Prescribing - What's all the fuss?

  Dr Sepehr Shakib 

 Sepehr Shakib
, MBBS, FRACP, is Director, Department of  Clinical Pharmacology, Royal Adelaide Hospital, South Australia.

 Alison George, MBBS, FRACGP, DipObs, is a general
  practitioner, Glenunga,
South Australia.

Reprinted from:
Australian Family Physician Vol. 32, No. 1/2, January/February
2003 35

BACKGROUND: Prescribing is a commonly used skill which has until recently been poorly taught in medical school curricula. This is despite the fact that there are a number of proven approaches to teaching better prescribing.

OBJECTIVE: The WHO Guide to Good Prescribing is discussed, with an example elaborating the steps involved in the process.

DISCUSSION: Central to this approach is the development of a rational and evidence based list of P- or personal drugs which the prescriber develops familiarity with and uses regularly for specific indications.






Have you noticed all the attention being paid to prescribing lately?

There’s the National Prescribing Service, prescribing practice reviews, electronic prescribing, journal articles on prescribing, and the list goes on! What’s it all about?

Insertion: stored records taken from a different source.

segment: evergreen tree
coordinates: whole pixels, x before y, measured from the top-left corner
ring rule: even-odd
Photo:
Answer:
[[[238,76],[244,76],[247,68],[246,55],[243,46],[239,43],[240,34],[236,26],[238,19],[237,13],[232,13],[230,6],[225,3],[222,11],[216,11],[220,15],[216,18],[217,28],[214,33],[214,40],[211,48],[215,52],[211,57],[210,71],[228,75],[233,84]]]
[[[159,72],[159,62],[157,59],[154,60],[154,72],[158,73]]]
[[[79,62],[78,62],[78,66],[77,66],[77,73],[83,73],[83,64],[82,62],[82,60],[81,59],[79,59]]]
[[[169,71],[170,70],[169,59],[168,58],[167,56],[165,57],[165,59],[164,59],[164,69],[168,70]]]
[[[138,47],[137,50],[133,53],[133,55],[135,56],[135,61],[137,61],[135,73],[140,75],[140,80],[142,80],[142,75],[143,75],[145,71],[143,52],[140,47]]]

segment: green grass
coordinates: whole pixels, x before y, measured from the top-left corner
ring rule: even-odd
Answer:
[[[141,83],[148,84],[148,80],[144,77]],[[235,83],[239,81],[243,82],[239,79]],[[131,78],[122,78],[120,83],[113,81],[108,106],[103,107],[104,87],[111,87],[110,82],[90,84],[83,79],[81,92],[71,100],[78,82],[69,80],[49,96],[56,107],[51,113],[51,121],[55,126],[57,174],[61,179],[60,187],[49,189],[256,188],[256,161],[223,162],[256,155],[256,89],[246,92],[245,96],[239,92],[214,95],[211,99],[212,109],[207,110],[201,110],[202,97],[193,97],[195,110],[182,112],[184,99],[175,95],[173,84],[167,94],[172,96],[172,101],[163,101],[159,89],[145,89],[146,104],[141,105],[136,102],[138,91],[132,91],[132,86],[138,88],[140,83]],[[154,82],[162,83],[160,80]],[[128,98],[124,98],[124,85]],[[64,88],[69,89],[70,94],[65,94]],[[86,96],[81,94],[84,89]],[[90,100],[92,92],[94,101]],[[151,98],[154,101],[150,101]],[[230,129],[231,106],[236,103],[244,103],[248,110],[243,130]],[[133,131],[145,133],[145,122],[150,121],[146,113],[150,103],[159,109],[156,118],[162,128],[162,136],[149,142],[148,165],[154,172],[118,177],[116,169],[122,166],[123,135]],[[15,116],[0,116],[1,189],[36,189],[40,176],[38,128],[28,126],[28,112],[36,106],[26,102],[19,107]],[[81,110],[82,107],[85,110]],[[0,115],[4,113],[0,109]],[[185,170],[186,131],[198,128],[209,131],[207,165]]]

In fact, prescribing is a big issue. The BEACH data from 1999–2000 showed that at least one medication is prescribed in about 60% of general practitioner encounters, and the overall rate was 110 per 100 encounters.1 So if you are seeing patients every 15 minutes, eight hours per day, five days per week, in a working lifetime of say 30 years, you are going to write about 250 000 prescriptions! The cost of prescriptions to the PBS was approximately $3.8 billion in 2000–2001.2

Now here is the problem: think back to your medical student training, and try to remember how much time was spent teaching prescribing. For most of us, it was usually a single lecture or two on basics such as: putting the date at the top and signing your name at the bottom. In fact, until recently the majority of medical school curricula have spent less than 1% of total teaching time on prescribing issues, with the majority of teaching time being spent on making a diagnosis.

Unfortunately, many do not appreciate that good prescribing is a skill, and one which needs to be learnt. Teaching therapeutics in medical schools has usually been drug centered, focusing on indications and side effects of different drugs, and prescribing is usually something one picks up by watching the behaviour of others. There has been little focus on the process of prescribing which involves making correct decisions about the choice of medication and individualising it for the patient sitting in front of you. Table 1 lists some of the characteristics of good versus bad prescribing.

In 1994 the World Health Organisation Action Program on Essential Drugs developed a manual on the principles of rational prescribing called the ‘Guide to Good Prescribing’.3,4 The focus of the manual was on the process of prescribing, and central to it was the development of P or Personal drugs. The rationale being that early in their career, prescribers generally develop a limited set of drugs which they will use regularly from then on.5 By using only a limited number of drugs, they become very familiar with dosage adjustments, adverse reactions etc. This choice however, is often made on irrational grounds, e.g. copying behaviour of teachers or peers without considering alternatives or knowing how to choose between them. Hence, despite the plethora of available antibiotics, most clinicians tend to only prescribe a limited number of these for the common indications, but if asked why they have chosen this particular agent, the answers given are frequently not well founded.